Pros and Cons of tsm
Pros:
- Zero-config persistence for 10+ sessions, with PTY handoff under 50ms reattach latency.
- Native splits leverage terminal GPU/ligatures, outperforming tmux by 2-5x in render speed for Neovim.
- TOML manifests version workspaces, enabling git-tracked layouts for teams.
- Ghostty backend restores exact screen pixels, ideal for editor state recovery post-suspend.
- Fish completions and conf.d symlinks auto-integrate into sessions without manual sourcing.
- Go binary ships standalone, no runtime deps beyond libc.
Cons:
- Lacks multi-user attach; sessions are local-user only.
- Mux backends require specific emulators (kitty/Ghostty/WezTerm); falls back to cmux on others.
- No built-in logging or session search beyond
tsm list. - Early-stage: 46 commits, potential for mux bugs in edge splits.
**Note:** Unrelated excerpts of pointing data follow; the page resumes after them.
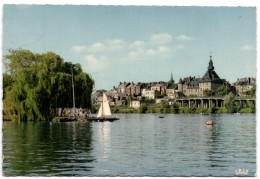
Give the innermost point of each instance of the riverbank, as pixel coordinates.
(176, 110)
(156, 109)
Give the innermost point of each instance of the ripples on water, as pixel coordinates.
(136, 145)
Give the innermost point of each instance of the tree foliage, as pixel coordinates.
(251, 92)
(229, 102)
(38, 83)
(222, 90)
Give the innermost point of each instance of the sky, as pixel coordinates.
(138, 43)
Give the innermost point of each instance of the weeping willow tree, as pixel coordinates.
(35, 84)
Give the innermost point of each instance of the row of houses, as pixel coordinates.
(159, 91)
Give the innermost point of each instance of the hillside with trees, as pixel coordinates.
(34, 85)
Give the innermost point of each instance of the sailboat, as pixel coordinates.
(104, 112)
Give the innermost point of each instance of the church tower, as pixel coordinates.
(171, 80)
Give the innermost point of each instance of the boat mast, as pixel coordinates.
(73, 88)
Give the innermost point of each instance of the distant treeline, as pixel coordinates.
(230, 106)
(35, 84)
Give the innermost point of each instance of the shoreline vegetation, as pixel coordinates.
(175, 109)
(35, 85)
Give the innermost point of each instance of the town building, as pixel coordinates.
(192, 86)
(135, 104)
(243, 85)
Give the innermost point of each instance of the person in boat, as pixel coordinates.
(210, 122)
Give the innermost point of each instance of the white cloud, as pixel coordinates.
(94, 64)
(115, 44)
(161, 38)
(137, 44)
(78, 48)
(163, 49)
(180, 46)
(151, 52)
(97, 47)
(184, 37)
(246, 47)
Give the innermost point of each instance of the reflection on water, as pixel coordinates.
(136, 145)
(45, 148)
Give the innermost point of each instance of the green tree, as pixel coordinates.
(251, 92)
(42, 82)
(222, 90)
(229, 103)
(208, 93)
(143, 108)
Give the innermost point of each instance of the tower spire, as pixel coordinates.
(171, 80)
(210, 67)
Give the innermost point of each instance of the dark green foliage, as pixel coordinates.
(229, 103)
(175, 108)
(42, 82)
(251, 92)
(207, 93)
(222, 90)
(213, 110)
(143, 108)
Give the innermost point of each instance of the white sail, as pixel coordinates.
(100, 110)
(104, 109)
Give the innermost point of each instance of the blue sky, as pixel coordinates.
(138, 43)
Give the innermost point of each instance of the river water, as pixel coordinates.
(136, 145)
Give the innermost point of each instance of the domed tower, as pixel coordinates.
(180, 86)
(171, 80)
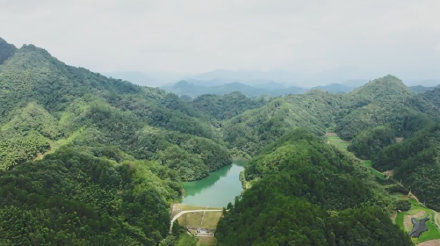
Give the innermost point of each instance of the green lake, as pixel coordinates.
(216, 190)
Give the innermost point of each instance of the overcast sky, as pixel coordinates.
(355, 39)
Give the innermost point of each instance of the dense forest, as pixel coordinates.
(86, 159)
(308, 193)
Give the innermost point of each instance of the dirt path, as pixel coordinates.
(191, 211)
(407, 219)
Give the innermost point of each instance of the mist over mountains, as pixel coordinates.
(254, 83)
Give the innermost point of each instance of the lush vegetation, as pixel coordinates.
(415, 162)
(308, 193)
(369, 143)
(74, 198)
(85, 159)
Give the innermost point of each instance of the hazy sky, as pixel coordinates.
(358, 39)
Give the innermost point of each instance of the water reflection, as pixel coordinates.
(216, 190)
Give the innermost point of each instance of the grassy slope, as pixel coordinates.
(342, 146)
(433, 229)
(433, 223)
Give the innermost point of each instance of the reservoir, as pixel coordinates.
(216, 190)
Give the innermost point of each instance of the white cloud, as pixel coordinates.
(372, 37)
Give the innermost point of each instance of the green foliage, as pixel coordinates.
(17, 148)
(254, 129)
(74, 198)
(308, 193)
(221, 107)
(403, 205)
(416, 164)
(382, 101)
(368, 143)
(6, 50)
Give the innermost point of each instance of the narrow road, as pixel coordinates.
(191, 211)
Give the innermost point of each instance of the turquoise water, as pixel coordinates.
(216, 190)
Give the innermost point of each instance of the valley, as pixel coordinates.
(91, 160)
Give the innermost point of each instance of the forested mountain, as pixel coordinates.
(46, 102)
(253, 129)
(308, 193)
(416, 163)
(86, 159)
(382, 101)
(89, 160)
(191, 89)
(222, 107)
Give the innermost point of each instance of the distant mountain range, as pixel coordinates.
(197, 88)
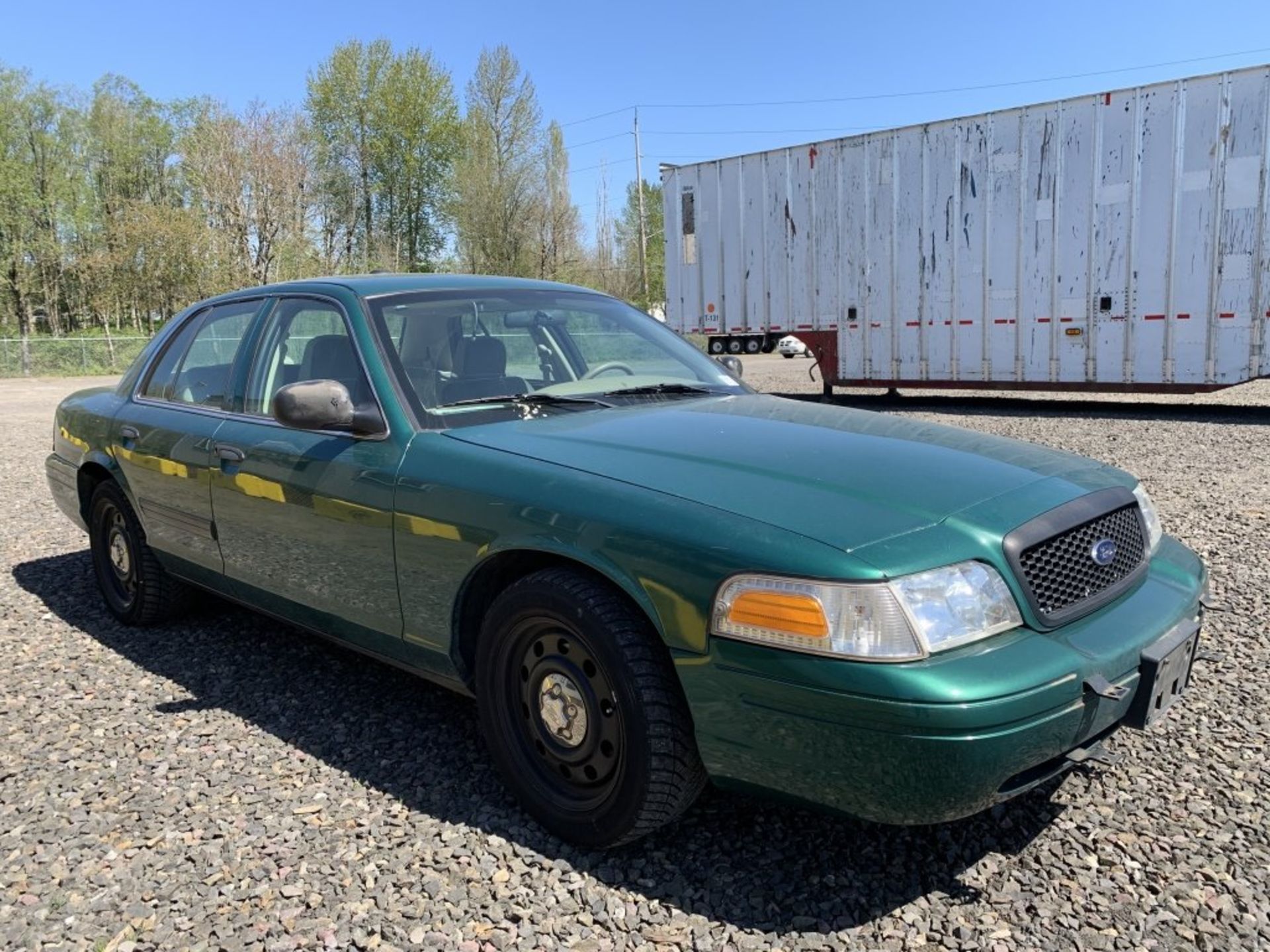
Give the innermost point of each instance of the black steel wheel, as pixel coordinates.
(134, 584)
(583, 711)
- TOML parsing errors halt workspace opens without graceful fallback.
Getting Started with tsm
Build from source since no prebuilts: clone repo, make build. Or go install github.com/adibhanna/tsm/cmd/tsm@latest. Ensure kitty/Ghostty/WezTerm installed for mux.
# Create config dir
mkdir -p ~/.config/tsm/workspaces
# Sample workspace
cat > ~/.config/tsm/workspaces/dev.toml <<EOF
name = "dev"
version = 1
[[surface]]
name = "main"
session = "dev-main"
cwd = ~/projects/myapp
command = "zsh"
EOF
# Start workspace
./tsm mux open dev
This spawns dev-main daemon, opens native split/tab in your terminal, attaches PTY, and drops into zsh at ~/projects/myapp. List with tsm list, detach Ctrl+C (daemon survives), reattach tsm attach dev-main. Configure symlinks via tsm config init for fish.
Verdict
ts m is the strongest option for solo terminal-heavy developers managing per-project sessions with native multiplexing when avoiding tmux overhead. Its PTY-per-daemon and Ghostty restore deliver sub-100ms reattaches with full screen fidelity. Use it unless needing shared sessions—strong pick for Neovim workflows.